# A rattie confession



## madihicks4 (Jul 2, 2014)

I think these are some of thing everyone has done although most won't admit it

1. Closed the cage door on a paw or tail 

2. Chosen a rat according to colour instead of personality

3. Lost one

4. Fed them too many treats

5. Snuck a rat into a NOPET store

Although some of you probably haven't done these things. Some of you can relate. I feel so bad and just wanted to confess. I'm a bad owner lok


Sent from Petguide.com Free App


----------



## ksaxton (Apr 20, 2014)

Guilty of all but the last, but I'm sure that'll change soon if I'm able to successfully shoulder rat train. I've done A LOT of stepping on tails too. They just choose to stand right under my feet when I'm trying to do things and. Try to avoid them but they constantly move! I always feel terrible. And this one awful, awful time Naydeen was running around on the floor and I was sitting in a rolling computer chair trying to catch her (he wasn't allowed free range yet) and I rolled over her foot! I tried to roll off of it but ended up just rolling over it again and again! I felt HORRIBLE. I peeled some skin, but other than that she was thankfully okay! I haven't sat in that chair with them out since. 


Sent from Petguide.com Free App


----------



## Aeyna (Jun 16, 2014)

I've done all but #2 and #3. Now my birth mother at one point bought me a rat because of color instead of personality, but since it wasn't me I'm not counting it, lol. I took the rats to a pizza place and fed them stuff from the salad bar once, but that was 5 years ago with my first rats. 

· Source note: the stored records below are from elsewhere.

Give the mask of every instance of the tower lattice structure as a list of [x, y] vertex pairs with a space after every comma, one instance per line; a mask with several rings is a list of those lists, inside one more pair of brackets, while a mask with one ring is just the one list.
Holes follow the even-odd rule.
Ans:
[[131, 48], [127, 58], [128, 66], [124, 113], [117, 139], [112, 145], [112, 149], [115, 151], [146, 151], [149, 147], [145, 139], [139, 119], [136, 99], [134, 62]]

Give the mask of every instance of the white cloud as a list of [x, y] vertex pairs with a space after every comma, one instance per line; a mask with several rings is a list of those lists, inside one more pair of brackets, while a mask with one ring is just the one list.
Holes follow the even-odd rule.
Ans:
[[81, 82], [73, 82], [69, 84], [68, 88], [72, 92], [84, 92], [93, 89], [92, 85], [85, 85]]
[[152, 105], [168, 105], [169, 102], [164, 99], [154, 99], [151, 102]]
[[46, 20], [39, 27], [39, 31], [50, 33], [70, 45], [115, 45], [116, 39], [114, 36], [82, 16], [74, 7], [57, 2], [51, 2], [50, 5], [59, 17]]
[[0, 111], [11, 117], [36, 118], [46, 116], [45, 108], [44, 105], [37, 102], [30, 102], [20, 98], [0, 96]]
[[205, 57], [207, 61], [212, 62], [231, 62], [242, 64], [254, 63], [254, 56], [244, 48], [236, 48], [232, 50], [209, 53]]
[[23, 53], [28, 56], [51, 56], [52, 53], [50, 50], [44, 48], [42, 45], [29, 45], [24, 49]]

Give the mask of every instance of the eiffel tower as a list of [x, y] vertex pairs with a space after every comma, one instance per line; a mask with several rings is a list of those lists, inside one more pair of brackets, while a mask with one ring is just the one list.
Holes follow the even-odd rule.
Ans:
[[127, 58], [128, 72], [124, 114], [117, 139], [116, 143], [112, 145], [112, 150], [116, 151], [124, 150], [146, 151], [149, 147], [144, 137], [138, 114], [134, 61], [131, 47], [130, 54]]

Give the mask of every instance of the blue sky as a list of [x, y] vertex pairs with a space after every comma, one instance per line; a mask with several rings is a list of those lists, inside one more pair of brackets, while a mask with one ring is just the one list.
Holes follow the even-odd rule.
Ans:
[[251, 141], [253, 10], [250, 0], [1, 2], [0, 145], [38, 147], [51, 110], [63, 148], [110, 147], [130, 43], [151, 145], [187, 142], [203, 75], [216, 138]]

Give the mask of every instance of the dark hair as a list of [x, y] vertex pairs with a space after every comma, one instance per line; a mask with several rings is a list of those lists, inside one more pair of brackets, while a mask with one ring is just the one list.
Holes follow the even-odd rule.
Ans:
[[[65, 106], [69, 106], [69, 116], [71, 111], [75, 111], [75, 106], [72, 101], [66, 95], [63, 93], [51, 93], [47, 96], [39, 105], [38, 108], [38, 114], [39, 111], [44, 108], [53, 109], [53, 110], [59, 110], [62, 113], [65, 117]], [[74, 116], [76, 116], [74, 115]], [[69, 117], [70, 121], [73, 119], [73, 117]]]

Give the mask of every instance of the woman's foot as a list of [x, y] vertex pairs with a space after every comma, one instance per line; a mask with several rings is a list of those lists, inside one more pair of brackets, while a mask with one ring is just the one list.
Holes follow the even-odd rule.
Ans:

And two weeks ago I shut the door of the rats old cage on Olivia's hand. I felt really bad, but to some extent think it was her fault too... She reached up so fast.


----------



## Phantom (Apr 4, 2012)

I've pretty much done just about all of these at some point. >.<


----------



## Jessiferatu (Apr 30, 2014)

Too many treats, yes. Lol. It's hard not to! And I did close the cage on Opie's tail once. I felt SO bad.


----------



## Mischief (Jun 27, 2014)

I'm laughing at the rolling chair story but I also feel SO horrible about it! Lol! I was just in shock at the story until "...ended up just rolling over it again and again!" LOL OMG. Poor ratty. <3

I had to move myself and my rats home to my parents this summer, and since I let them free range ALL the time in my own house I often leave the cage door open until I leave the house. They like to explore the top of the cage but I also want them able to access their food and water in the cage. One day I forgot to close the cage door before I left for work and when I came home 14 hours later two of the three were nowhere to be found. I immediately hit panic mode because until then I was unaware that they'd figured out how to get to the floor from the cage (I have a Critter Nation) and my mom's dog is overly fascinated with the rats and would probably kill them if face-to-face. I destroyed my entire bedroom and ran through the whole house hoping to find them before my mom did. Eventually I found them, after having to tell my very angry mom that two rats were missing. They were hiding out behind the drawers of my end table. -____-


----------



## Phantom (Apr 4, 2012)

Here's all of mine explained a bit more, but I think I could come up with multiple ones for each one.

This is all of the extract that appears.